Talking about this sort of thing can get a bit complicated, since there's actually a layered approach to how shaders execute on a GPU. Your HLSL code is compiled to D3D bytecode, which is a bunch of instructions and declarations for a virtual ISA. When you actually bind that shader at runtime and use it, the driver will JIT compile the virtual ISA bytecode into the actual ISA used by the GPU. It's actually a bit like CLR/.NET in this regard, in that you have different semantics for both the virtual machine and the actual hardware. So to simplify things, I'm mostly just going to talk about D3D's virtual ISA here since there's such a wide variety of GPU's out in the wild.

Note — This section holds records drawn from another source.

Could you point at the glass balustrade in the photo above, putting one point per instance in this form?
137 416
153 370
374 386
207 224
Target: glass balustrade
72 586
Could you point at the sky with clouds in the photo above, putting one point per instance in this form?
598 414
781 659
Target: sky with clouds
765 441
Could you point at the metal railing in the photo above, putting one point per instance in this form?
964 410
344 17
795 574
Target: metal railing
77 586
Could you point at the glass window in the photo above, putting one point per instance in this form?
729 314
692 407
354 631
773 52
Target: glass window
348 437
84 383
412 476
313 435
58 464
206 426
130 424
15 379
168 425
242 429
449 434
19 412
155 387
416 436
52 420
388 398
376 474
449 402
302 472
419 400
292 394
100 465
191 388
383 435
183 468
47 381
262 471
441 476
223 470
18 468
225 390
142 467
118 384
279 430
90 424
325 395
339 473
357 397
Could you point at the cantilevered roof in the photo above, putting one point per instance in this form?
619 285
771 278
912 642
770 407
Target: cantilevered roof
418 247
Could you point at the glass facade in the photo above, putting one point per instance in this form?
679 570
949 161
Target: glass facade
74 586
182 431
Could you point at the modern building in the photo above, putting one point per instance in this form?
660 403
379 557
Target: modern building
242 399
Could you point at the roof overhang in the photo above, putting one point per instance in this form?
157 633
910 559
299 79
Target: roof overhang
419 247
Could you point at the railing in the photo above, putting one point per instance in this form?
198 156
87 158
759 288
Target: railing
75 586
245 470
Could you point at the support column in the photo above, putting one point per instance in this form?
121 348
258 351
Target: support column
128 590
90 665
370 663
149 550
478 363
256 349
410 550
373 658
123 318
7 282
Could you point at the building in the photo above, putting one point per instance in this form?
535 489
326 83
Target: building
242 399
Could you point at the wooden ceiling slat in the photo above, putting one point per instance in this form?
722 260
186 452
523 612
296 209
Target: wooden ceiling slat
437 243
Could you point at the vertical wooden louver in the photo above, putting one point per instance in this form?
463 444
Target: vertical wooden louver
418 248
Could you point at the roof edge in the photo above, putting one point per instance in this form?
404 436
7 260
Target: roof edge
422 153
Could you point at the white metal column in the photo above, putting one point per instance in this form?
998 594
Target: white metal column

The D3D shader ISA does not have any concept of a stack. So there is possibility of your array being placed into the stack, and read from there.The ISA can only read values from registers, or from a buffers/textures. Which one of these it uses will depend on how you declare the array, and also on the code that uses the array. In your particular case, it primarily depends on whether you declare your array in a constant buffer and whether or not the compiler unrolls your for loop. The first part is simple: if you declare your array inside of a cbuffer declarataion, or declare as a global without the "static" modifier, then the array data will be loaded out of a constant buffer. The second part is a bit more complicated. In general the HLSL compiler likes to unroll loops whenever it can, which is typically when the number of iterations is known at compile time. In your case the number of iterations is fixed at 16, and so its likely that the compiler will unroll the loop. If it unrolls the loop and your array is marked as constant (doesn't come from a buffer), then the compiler can essentially inline your array data right into the code generated for the unrolled loop. This can be nice, since it removes the need for any memory accessing instructions when using the array data. However it also results in more total program instructions compared to using flow control instructions. Note that you can try to force the compiler to unroll the loop by using the [unroll] attribute on your for loop. If the compiler doesn't unroll the loop and instead uses dynamic flow control instructions (either because the loop count isn't known, or because you used the [loop] attribute), then the compiler will no longer be able to directly embed your array values into the code, since the same code is used for each loop iteration. It also can't just pre-load the array values into a bunch of registers, since the D3D ISA lacks the ability to dynamically index into registers. So what it will typically do is embed your array values into a compiler-generated constant buffer. This is a special constant buffer that the driver manages transparently, and it allows the shader program to dynamically index into the array using memory instructions.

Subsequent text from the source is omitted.